Theta and alpha are each acute angles in standard position. Sin theta=3/5 and cos alpha=12/13. Determine cos(alpha+theta)

To determine cos(alpha+theta), we first need to determine the values of sin(alpha) and cos(theta).

Since sin(theta) = 3/5, we can determine the value of cos(theta) using the Pythagorean identity sin^2(theta) + cos^2(theta) = 1.

(3/5)^2 + cos^2(theta) = 1
9/25 + cos^2(theta) = 1
cos^2(theta) = 16/25
cos(theta) = ±4/5

Since theta is an acute angle, cos(theta) must be positive. So, cos(theta) = 4/5.

Similarly, since cos(alpha) = 12/13, we can determine the value of sin(alpha) using the Pythagorean identity sin^2(alpha) + cos^2(alpha) = 1.

sin^2(alpha) + (12/13)^2 = 1
sin^2(alpha) + 144/169 = 1
sin^2(alpha) = 25/169
sin(alpha) = ±5/13

Since alpha is an acute angle, sin(alpha) must be positive.

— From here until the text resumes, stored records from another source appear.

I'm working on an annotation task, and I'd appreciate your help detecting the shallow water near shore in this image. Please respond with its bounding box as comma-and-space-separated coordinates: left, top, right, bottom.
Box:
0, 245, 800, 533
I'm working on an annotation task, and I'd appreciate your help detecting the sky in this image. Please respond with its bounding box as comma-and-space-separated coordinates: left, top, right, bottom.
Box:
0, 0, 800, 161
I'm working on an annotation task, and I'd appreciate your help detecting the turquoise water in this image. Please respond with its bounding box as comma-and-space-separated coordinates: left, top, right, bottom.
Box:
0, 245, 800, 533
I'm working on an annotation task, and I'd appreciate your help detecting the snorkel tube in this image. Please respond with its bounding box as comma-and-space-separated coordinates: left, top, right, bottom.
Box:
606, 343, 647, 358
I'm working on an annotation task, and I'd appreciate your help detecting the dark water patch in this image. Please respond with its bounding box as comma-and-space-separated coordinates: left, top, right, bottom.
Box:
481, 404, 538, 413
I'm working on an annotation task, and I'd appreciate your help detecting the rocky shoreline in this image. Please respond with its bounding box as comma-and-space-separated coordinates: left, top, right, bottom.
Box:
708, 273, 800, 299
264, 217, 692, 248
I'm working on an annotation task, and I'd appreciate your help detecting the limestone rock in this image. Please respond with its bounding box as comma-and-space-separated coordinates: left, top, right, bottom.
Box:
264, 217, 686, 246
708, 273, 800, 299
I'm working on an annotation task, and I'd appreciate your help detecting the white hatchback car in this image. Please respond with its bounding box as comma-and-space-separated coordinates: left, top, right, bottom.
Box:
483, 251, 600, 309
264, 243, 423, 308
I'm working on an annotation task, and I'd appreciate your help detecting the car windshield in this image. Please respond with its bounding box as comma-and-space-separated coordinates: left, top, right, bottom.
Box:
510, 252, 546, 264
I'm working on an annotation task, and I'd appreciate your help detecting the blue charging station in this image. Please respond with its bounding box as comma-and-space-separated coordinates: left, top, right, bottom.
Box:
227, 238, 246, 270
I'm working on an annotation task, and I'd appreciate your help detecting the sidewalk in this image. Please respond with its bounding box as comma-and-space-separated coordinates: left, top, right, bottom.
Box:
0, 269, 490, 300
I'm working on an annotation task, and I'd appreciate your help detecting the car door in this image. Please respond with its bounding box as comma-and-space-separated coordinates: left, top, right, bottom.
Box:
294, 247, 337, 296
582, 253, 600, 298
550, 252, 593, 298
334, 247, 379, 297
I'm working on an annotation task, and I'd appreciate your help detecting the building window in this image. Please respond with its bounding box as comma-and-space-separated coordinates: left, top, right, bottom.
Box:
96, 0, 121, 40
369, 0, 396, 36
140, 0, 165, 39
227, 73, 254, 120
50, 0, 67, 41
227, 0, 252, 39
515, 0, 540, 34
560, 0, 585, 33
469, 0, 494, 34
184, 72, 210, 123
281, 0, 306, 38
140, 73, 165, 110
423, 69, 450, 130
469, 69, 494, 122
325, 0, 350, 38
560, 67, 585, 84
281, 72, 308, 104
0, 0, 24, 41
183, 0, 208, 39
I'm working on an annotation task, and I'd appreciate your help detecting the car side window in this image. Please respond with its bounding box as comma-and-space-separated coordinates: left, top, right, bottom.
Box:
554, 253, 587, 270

So, sin(alpha) = 5/13.

Now, we can use the angle addition formula for cosine:
cos(alpha+theta) = cos(alpha)cos(theta) - sin(alpha)sin(theta)
cos(alpha+theta) = (12/13)(4/5) - (5/13)(3/5)
cos(alpha+theta) = 48/65 - 15/65
cos(alpha+theta) = 33/65

Therefore, cos(alpha+theta) = 33/65.